Resilience

Resilience

Resilience

Reeboot is designed to recover gracefully from crashes, provider outages, and unexpected restarts. All resilience behaviour is configurable.


Crash Recovery

Every agent turn is recorded in the turn_journal table before it starts. If reeboot crashes mid-turn, the open journal entry survives. On restart, reeboot detects these open entries and can automatically replay the affected turns.

Recovery Modes

Configure how crashed turns are handled:

{
  "resilience": {
    "recovery": {
      "mode": "safe_only",
      "side_effect_tools": ["send_email", "send_sms"]
    }
  }
}
ModeBehaviour
"safe_only"Automatically replay turns that used no side-effect tools. Notify the user for turns that did use them.
"always"Replay all crashed turns automatically, regardless of what tools were called.
"never"Never replay crashed turns. Notify the user and let them decide.

The side_effect_tools list identifies tools that should not be replayed automatically (e.g. tools that send messages, charge payments, or modify external state). Add any MCP tool names that have external side effects.


Outage Detection

When reeboot receives consecutive provider errors (rate limits, API failures, connectivity issues), it declares a provider outage after outage_threshold failures.

During an outage:

  • New turns are queued rather than executed
  • Reeboot probes the provider at probe_interval to detect recovery
  • When the provider responds, reeboot exits outage mode and processes the queue
{
  "resilience": {
    "outage_threshold": 3,
    "probe_interval": "1h"
  }
}

Scheduler Catchup

When reeboot restarts, it checks for scheduled tasks that were missed during downtime. Tasks within the catchup_window are replayed immediately. Tasks older than the window are skipped (their next natural run is scheduled instead).

{
  "resilience": {
    "scheduler": {
      "catchup_window": "1h"
    }
  }
}

Individual tasks can override the global catchup behaviour by setting a catchup field when created:

  • "always" — always fire regardless of age
  • "never" — never catch up; advance to next natural run

Restart Notification

When reeboot starts and detects a previous run (via a reeboot_state marker in the database), it sends a notification to the default channel announcing the restart. This lets you know if the agent went down unexpectedly.

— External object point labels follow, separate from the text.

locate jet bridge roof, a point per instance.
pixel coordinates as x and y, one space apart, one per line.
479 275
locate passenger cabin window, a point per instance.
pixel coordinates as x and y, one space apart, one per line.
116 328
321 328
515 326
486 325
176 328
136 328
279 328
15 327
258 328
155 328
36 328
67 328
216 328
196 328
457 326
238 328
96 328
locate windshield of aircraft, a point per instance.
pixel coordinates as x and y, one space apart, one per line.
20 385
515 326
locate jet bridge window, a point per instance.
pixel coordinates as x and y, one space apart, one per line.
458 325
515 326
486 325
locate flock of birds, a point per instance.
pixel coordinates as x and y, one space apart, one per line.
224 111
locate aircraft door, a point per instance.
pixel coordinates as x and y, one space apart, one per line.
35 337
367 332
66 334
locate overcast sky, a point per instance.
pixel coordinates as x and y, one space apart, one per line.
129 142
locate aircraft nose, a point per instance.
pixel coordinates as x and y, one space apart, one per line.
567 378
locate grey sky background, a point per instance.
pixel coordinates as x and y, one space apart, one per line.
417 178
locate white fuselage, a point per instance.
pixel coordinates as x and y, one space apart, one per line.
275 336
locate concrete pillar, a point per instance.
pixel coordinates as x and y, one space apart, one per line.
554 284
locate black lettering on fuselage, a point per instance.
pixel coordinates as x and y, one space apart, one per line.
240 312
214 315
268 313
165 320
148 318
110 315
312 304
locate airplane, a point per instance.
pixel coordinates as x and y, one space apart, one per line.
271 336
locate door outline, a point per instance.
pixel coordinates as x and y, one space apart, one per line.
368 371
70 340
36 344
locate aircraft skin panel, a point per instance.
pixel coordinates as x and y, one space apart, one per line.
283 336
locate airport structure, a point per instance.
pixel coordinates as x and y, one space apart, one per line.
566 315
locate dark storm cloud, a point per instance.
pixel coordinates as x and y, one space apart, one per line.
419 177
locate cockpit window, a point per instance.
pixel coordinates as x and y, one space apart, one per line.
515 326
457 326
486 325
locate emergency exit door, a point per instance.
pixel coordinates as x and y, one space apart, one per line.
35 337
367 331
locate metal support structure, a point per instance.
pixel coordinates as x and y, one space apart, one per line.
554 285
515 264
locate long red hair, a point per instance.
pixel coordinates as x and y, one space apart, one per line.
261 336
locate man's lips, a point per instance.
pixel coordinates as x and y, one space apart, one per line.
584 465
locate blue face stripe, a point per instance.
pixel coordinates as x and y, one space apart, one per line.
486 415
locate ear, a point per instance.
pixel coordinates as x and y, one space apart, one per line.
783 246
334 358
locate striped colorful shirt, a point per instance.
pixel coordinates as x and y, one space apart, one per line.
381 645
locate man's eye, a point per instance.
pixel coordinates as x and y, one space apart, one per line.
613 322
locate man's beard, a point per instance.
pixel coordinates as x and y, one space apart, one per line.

On first startup, no notification is sent (no previous run marker exists).


Configuration Reference

FieldTypeDefaultDescription
resilience.recovery.modestring"safe_only"Crash recovery mode: "safe_only", "always", or "never".
resilience.recovery.side_effect_toolsstring[][]Tool names considered unsafe to replay automatically.
resilience.outage_thresholdnumber3Consecutive failures before an outage is declared.
resilience.probe_intervalstring"1h"How often to probe the provider during an active outage.
resilience.scheduler.catchup_windowstring"1h"How far back to look for missed scheduled tasks on restart.